Yagna or consecrated action holds a space of multi-dimensional reflection and experience. It rejects no dimension of Reality and allows a body-led and experiential intelligence of how to find one’s unique and connected expression amid the churning around us. In this alignment we receive intelligence that brings us within Reality, not as stewards and managers, but as participants on an equal basis with bees, insects, and plants.

Consecration here is the invocation of that which has always been—the Deities or the archetypal intelligence. Dance or Natya itself is an expression of this dimension of Reality.

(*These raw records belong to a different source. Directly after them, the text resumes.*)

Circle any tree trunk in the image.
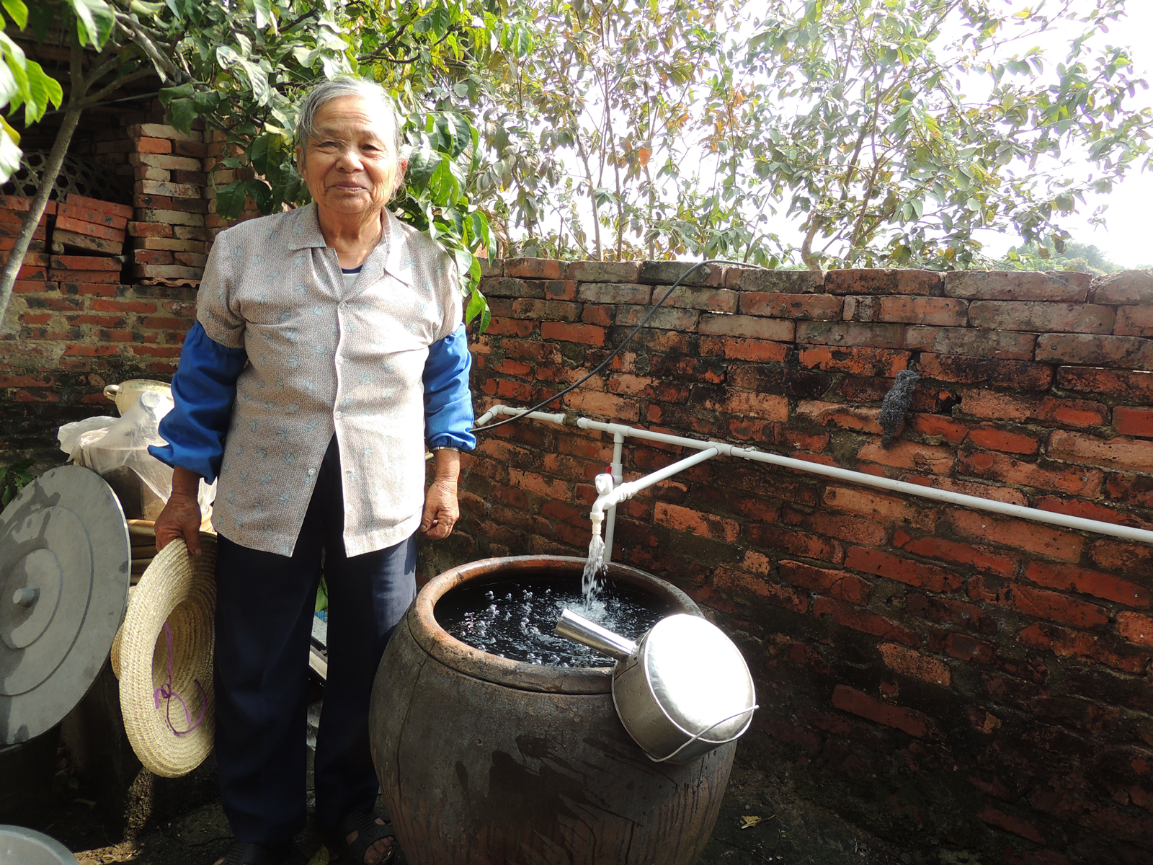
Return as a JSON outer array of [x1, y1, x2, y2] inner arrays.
[[0, 104, 84, 333]]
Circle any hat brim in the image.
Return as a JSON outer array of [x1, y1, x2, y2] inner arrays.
[[119, 535, 216, 778]]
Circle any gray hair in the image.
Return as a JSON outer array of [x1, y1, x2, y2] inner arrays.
[[295, 77, 402, 154]]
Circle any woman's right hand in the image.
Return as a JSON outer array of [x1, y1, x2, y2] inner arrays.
[[155, 467, 205, 555]]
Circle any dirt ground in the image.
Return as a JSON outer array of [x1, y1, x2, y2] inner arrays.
[[9, 731, 930, 865]]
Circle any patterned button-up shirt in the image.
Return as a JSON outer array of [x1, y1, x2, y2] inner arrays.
[[196, 203, 463, 557]]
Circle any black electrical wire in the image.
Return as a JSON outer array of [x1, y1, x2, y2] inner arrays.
[[471, 258, 765, 434]]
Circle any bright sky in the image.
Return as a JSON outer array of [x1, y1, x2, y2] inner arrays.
[[978, 2, 1153, 268]]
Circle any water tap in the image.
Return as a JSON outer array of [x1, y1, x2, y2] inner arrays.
[[595, 471, 614, 496]]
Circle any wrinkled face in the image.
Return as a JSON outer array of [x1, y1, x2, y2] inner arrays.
[[297, 95, 405, 218]]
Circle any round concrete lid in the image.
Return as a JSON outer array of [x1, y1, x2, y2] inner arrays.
[[0, 824, 77, 864], [0, 465, 131, 744]]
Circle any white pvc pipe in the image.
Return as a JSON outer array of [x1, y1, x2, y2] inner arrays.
[[591, 447, 721, 518], [603, 434, 625, 565], [480, 404, 1153, 547]]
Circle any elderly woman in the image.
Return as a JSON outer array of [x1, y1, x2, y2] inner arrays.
[[150, 77, 474, 865]]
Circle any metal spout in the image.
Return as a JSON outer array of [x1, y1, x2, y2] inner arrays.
[[555, 608, 637, 662]]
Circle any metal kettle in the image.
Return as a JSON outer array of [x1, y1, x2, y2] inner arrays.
[[555, 609, 757, 763]]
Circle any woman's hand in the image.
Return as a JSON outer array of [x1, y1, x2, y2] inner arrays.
[[154, 466, 205, 555], [420, 449, 460, 540]]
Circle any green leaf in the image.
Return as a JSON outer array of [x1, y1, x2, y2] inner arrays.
[[166, 97, 198, 134], [253, 0, 276, 32], [23, 61, 62, 124], [66, 0, 115, 48], [215, 180, 249, 220], [27, 0, 52, 40], [0, 115, 22, 184], [2, 0, 27, 30]]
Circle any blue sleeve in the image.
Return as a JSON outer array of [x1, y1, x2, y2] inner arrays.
[[148, 321, 247, 483], [424, 324, 476, 451]]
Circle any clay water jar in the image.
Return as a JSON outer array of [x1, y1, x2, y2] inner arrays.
[[368, 555, 737, 865]]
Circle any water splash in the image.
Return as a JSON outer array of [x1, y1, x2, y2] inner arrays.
[[582, 532, 606, 603]]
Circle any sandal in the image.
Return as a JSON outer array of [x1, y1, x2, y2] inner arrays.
[[325, 811, 397, 865], [215, 841, 304, 865]]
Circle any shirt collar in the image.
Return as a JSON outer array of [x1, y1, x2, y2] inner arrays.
[[285, 203, 412, 288]]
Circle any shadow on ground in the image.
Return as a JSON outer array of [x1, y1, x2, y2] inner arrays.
[[8, 732, 934, 865]]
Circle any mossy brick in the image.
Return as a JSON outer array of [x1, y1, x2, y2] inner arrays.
[[944, 271, 1090, 301], [478, 277, 544, 299], [128, 123, 202, 143], [878, 643, 952, 686], [919, 353, 1053, 389], [661, 285, 739, 313], [576, 282, 651, 304], [904, 325, 1035, 359], [1090, 270, 1153, 305], [638, 260, 722, 286], [725, 267, 824, 293], [173, 140, 209, 158], [566, 261, 640, 283], [741, 292, 842, 320], [617, 306, 700, 332], [968, 301, 1115, 334], [796, 400, 883, 434], [136, 209, 205, 227], [1114, 306, 1153, 338], [799, 345, 910, 377], [135, 179, 201, 199], [825, 269, 942, 297], [1036, 333, 1153, 369], [796, 320, 905, 349]]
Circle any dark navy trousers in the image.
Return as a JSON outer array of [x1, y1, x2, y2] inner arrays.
[[213, 436, 417, 844]]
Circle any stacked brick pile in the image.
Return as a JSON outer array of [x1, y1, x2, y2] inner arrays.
[[127, 122, 210, 284], [438, 260, 1153, 864], [52, 194, 131, 256]]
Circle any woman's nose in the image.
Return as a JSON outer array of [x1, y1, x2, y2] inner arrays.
[[335, 146, 364, 171]]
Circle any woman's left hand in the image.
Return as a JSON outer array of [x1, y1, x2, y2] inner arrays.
[[420, 448, 461, 539]]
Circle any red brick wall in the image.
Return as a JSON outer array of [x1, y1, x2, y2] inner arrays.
[[442, 260, 1153, 864]]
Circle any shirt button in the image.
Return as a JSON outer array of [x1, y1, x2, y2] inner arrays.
[[307, 468, 316, 477], [339, 301, 348, 310], [334, 410, 343, 420]]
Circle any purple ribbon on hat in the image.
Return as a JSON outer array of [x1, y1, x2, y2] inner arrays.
[[153, 622, 206, 736]]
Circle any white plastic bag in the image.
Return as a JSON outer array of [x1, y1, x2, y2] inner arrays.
[[57, 390, 215, 519]]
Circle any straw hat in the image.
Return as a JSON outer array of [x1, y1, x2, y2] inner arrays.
[[118, 534, 217, 778]]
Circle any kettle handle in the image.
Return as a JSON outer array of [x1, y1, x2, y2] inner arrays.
[[554, 608, 637, 662], [103, 384, 121, 401]]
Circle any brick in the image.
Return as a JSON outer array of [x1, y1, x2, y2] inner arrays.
[[741, 292, 842, 320], [704, 390, 789, 421], [1113, 406, 1153, 438], [508, 299, 580, 321], [49, 255, 121, 271], [128, 221, 173, 238], [943, 633, 997, 664], [857, 439, 955, 474], [478, 276, 541, 299], [654, 502, 740, 541], [563, 390, 638, 422], [173, 139, 209, 158], [1115, 306, 1153, 337], [131, 264, 202, 280], [1024, 561, 1148, 607], [782, 509, 889, 547], [136, 209, 205, 227], [956, 450, 1102, 497], [713, 568, 809, 610], [53, 271, 122, 285], [134, 137, 173, 154], [701, 337, 789, 363], [724, 268, 823, 293], [503, 258, 563, 280], [135, 165, 170, 182], [1056, 367, 1153, 403], [698, 313, 793, 341], [58, 202, 129, 231], [946, 509, 1084, 562], [0, 195, 56, 214], [798, 345, 910, 377], [959, 391, 1107, 429], [576, 282, 650, 304], [1090, 539, 1153, 573], [1117, 612, 1153, 647], [831, 685, 929, 736], [895, 534, 1019, 579], [130, 152, 204, 171], [1035, 333, 1153, 369], [135, 179, 201, 198], [55, 215, 126, 242], [51, 229, 123, 255], [174, 170, 209, 186], [904, 326, 1036, 359], [778, 559, 873, 604], [616, 307, 700, 332], [638, 260, 722, 286], [917, 352, 1056, 392], [1104, 473, 1153, 509], [129, 122, 201, 142], [824, 485, 937, 531], [796, 320, 905, 348], [1002, 583, 1110, 629], [825, 269, 941, 297], [1090, 270, 1153, 304], [62, 194, 132, 220], [845, 546, 963, 593], [967, 301, 1115, 334], [134, 248, 174, 265], [878, 643, 951, 686], [137, 237, 207, 252], [977, 806, 1046, 845], [1020, 622, 1147, 674], [967, 426, 1039, 455], [796, 400, 882, 434], [747, 521, 844, 563], [564, 261, 639, 282], [663, 285, 739, 313], [1048, 429, 1153, 473], [944, 271, 1088, 302], [845, 295, 968, 326]]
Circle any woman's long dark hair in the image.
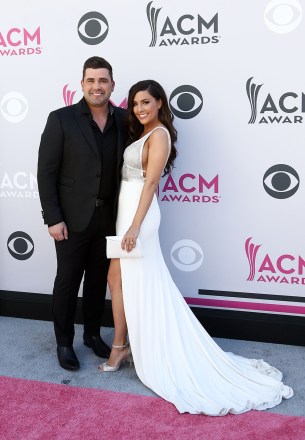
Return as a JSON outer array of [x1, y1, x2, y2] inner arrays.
[[127, 80, 177, 176]]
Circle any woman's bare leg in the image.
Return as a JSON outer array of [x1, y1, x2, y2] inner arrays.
[[102, 258, 129, 367]]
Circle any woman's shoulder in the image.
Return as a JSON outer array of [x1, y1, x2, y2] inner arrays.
[[146, 126, 170, 154], [148, 126, 170, 141]]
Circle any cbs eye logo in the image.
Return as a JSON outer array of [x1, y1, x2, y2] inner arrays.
[[7, 231, 34, 260], [169, 85, 203, 119], [78, 12, 109, 45], [263, 164, 300, 199], [264, 0, 302, 33], [1, 92, 28, 123], [171, 239, 203, 272]]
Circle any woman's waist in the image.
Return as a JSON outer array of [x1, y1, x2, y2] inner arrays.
[[122, 163, 145, 181], [121, 177, 145, 184]]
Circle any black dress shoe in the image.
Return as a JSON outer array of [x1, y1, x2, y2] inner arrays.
[[83, 334, 111, 358], [57, 346, 80, 371]]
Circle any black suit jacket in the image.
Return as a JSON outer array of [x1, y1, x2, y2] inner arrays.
[[37, 99, 127, 232]]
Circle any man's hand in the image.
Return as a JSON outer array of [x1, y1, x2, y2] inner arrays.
[[48, 222, 68, 241]]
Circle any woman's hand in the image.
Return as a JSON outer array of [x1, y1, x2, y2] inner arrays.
[[122, 225, 140, 252]]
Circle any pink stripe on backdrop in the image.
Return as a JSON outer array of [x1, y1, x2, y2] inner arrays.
[[185, 297, 305, 315]]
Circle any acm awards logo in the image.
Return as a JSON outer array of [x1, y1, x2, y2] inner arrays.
[[0, 27, 41, 56], [159, 173, 219, 204], [78, 12, 109, 45], [263, 165, 299, 199], [245, 237, 305, 285], [246, 77, 305, 124], [63, 85, 77, 106], [7, 231, 34, 260], [0, 170, 38, 199], [146, 1, 220, 47]]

It expands our narrow and contracted sense of self towards its primordial essence. We are as old as the universe and our bodies and consciousness carry that Truth. It is that Truth that saves us from the Hubris of assuming that we create Reality with our paradigms and narratives.

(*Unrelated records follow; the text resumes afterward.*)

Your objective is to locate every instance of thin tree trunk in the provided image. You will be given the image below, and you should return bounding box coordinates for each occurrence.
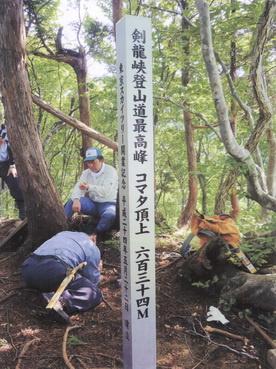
[74,51,93,155]
[260,128,276,221]
[178,0,198,228]
[0,0,68,247]
[178,110,198,227]
[113,0,124,39]
[266,129,276,197]
[214,28,239,220]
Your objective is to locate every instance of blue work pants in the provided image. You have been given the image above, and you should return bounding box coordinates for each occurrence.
[21,255,103,314]
[64,198,116,232]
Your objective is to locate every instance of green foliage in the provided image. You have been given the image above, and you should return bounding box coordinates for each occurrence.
[258,311,276,325]
[102,236,120,251]
[24,0,61,49]
[67,335,84,345]
[237,309,252,319]
[240,234,276,268]
[0,339,8,347]
[191,275,219,289]
[218,297,237,312]
[0,190,18,220]
[224,155,255,175]
[83,17,113,57]
[1,0,275,236]
[218,298,255,321]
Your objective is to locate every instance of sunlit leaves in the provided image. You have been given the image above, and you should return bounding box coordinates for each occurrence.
[14,0,275,230]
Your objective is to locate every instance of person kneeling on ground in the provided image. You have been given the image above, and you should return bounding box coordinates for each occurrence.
[21,225,103,317]
[64,147,118,235]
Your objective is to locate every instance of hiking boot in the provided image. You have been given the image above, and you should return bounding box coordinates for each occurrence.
[15,200,27,220]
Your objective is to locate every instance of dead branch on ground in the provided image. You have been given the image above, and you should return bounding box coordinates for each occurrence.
[95,352,124,365]
[6,309,17,357]
[156,256,182,273]
[15,338,40,369]
[103,298,114,311]
[204,325,249,342]
[193,319,259,360]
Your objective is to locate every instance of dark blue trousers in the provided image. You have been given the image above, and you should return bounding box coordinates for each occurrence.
[21,255,103,314]
[0,161,24,201]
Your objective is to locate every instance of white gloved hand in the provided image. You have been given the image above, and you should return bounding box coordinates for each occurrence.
[207,306,230,325]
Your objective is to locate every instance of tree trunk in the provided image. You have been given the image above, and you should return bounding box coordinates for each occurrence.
[73,50,93,156]
[214,32,239,220]
[177,237,276,312]
[177,237,234,281]
[113,0,124,39]
[0,0,68,247]
[177,0,198,228]
[266,128,276,197]
[195,0,276,211]
[260,128,276,221]
[34,26,93,159]
[214,168,239,215]
[177,110,198,227]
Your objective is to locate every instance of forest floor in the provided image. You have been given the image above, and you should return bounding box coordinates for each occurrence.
[0,218,274,369]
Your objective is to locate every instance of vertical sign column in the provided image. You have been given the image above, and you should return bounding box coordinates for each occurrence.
[116,15,156,369]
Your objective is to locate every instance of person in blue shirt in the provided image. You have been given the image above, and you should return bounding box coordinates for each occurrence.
[0,124,26,220]
[21,225,103,316]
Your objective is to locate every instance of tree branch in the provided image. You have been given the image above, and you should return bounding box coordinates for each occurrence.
[32,94,118,151]
[154,96,222,141]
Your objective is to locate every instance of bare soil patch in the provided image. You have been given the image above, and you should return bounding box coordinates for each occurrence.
[0,218,273,368]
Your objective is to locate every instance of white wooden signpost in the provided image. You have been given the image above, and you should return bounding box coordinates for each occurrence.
[116,15,156,369]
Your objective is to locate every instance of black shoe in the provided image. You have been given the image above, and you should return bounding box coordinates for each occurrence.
[42,292,70,323]
[15,200,27,220]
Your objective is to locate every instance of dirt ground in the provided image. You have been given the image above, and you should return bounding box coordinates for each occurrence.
[0,218,274,369]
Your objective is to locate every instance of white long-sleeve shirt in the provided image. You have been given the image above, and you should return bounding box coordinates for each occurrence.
[71,163,118,203]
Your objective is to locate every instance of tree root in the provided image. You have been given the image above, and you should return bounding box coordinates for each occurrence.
[62,325,82,369]
[15,338,40,369]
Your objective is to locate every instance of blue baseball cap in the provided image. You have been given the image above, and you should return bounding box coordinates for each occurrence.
[84,147,102,161]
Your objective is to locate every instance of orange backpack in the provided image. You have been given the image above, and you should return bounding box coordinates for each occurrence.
[190,211,240,248]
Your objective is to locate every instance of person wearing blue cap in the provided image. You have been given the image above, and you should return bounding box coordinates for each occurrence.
[64,147,118,234]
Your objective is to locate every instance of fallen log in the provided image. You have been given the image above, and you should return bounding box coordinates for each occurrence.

Dance, astrology, and many other invocations offered this experience of the “long past” as a material sensation in our everyday lives. The past is not to trap us in nostalgia, because we encounter these in the immediate presence of body-led rituals which reignite its pulsation within and without. The invitation to honour ancestry, Earth, constellations, and Body all hold the honouring of the ancient movements that lead us to this moment of manifestation and expression. It is wondrous, humbling, expansive and deeply connecting.

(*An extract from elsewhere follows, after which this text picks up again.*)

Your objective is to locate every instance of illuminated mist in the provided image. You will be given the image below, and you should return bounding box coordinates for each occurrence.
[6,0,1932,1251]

The Yagna constellation rinses self-interest, even if it is only for the duration of the invocation. We taste what it is to be free of our constricting and transactional consciousness, its intricate, cunning, and pervasive hold on us and on the ways in which we have narrated our Reality. Yagna does not offer us a template of selflessness, because this holds the danger of self-righteousness which feeds the same reservoirs of self-interest. This is possible because Yagna is essentially a “performance” or artistic invocation.

We dance Yagna with a sense of play, adventure, inquiry, and discovery, free of goals and ambitions. What nourishes and supports our participation in Reality will be revealed to us, not as an ideology but as intimate tastes and sensations. The paradox at the heart of Yagna is that it is the intimate that renders us cosmic, it is the subtlest of sensations that reveal how the clouds guide us and how birds teach us. It is in the simplest and humblest expressions that wisdom swells.

The ancients all over the world recognised the apocalyptic dangers of self-interest. In invocations of Nature around them, they expressed their homage to all life and to the continuum between human and Nature. In dance there are many invocations of animals, trees and plants that locate an intelligence and teaching in a confluence of consciousness. These invocations level the hierarchies of Hubris and allow us to bodily experience the wonder, beauty, strength, and wisdom of Nature that generously and eternally offers ways of belonging and connection.

The warning of Yagna seems to signal that self-interested approaches unleash a brutality that robs us, not just of our humanity, but of our place within Nature. Dance as Yagna may well be the ancient gift to find our way back into Reality and Nature. And what is more, we can do this with enjoyment, pleasure, creativity, and expression!